One good option, in fact, may be to contribute funds to an HSA during your working years and carry that money into retirement. You may end up with expensive deductibles and copayments if you're forced to buy your own health coverage as an early retiree, and your HSA balance could make it easier to cover those costs.

2. Grow a solid nest egg to avoid an early Social Security claim

You're entitled to your full monthly benefit from Social Security at full retirement age, which is either 66, 67, or somewhere in between, depending on when you were born. If you're retiring early, you may not even be eligible for Social Security right away, since you can't claim benefits prior to age 62.

However, as an early retiree, you may be inclined to sign up for Social Security as soon as your 62nd birthday arrives. Doing so, however, will slash your monthly benefits for life.

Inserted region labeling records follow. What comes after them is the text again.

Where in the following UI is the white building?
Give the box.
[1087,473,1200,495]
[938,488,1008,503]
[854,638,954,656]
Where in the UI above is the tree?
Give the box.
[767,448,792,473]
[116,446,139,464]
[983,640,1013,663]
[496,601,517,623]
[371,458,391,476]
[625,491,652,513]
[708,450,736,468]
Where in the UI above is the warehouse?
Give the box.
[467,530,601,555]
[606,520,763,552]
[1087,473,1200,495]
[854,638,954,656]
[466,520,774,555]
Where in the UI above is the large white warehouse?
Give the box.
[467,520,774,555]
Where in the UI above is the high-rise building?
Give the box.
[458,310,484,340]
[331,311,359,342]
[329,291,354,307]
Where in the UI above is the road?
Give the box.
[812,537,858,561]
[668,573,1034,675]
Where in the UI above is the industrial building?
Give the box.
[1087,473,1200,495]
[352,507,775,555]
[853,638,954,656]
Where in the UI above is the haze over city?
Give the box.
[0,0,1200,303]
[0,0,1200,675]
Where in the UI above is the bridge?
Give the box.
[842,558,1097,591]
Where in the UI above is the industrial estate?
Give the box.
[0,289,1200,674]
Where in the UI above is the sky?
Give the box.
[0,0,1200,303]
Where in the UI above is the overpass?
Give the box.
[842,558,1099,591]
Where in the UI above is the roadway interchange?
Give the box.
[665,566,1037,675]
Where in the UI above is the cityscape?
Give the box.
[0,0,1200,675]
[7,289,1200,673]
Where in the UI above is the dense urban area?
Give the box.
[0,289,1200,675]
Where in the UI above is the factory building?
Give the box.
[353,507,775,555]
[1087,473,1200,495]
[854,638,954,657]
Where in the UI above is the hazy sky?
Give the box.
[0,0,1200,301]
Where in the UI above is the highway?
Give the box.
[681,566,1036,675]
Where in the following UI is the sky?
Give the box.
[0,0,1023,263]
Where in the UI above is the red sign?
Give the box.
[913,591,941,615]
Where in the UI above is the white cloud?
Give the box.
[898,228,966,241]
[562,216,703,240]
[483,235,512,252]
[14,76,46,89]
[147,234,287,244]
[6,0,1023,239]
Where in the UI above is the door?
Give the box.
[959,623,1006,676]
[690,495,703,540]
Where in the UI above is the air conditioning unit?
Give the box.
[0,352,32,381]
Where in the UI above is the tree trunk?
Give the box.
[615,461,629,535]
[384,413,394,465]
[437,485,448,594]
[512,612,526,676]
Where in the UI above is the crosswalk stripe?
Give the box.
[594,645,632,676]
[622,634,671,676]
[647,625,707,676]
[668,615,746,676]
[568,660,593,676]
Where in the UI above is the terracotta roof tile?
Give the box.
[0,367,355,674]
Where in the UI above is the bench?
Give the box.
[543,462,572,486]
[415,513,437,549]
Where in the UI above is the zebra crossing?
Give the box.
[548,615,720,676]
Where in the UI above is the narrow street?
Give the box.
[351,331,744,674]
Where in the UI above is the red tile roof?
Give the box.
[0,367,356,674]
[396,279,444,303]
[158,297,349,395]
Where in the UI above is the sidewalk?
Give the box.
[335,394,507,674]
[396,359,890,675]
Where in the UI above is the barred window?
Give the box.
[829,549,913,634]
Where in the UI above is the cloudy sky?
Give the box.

And that could prove problematic, because you're reducing a guaranteed income source.

As such, if you know you want to retire early, make sure your nest egg is equipped to cover your living costs in full for a few years in the absence of Social Security. That should give you the option to put off your filing and lock in higher monthly benefits for the bulk of your retirement.

3. Come up with a plan for what you'll do with your time

Many people seek to retire early because they long for more free time. But one hiccup early retirees tend to encounter is having too much free time.

To avoid regretting your early retirement decision, spend some time thinking about what you'll do with your days as a fairly young retiree. You may decide that you're looking forward to a combination of volunteer work and travel, which could strike a nice balance of both unpaid and paid entertainment.

Or, you may already know that you're not retiring completely in that you intend to start a business selling baked goods. That, too, could be a great way to fill your days. But it's important to have a plan either way.

A lot of people get tripped up in the course of retiring early. But if you take steps to avoid the common issues that early retirement tends to bring about, you can set yourself up to enjoy that decision to the fullest.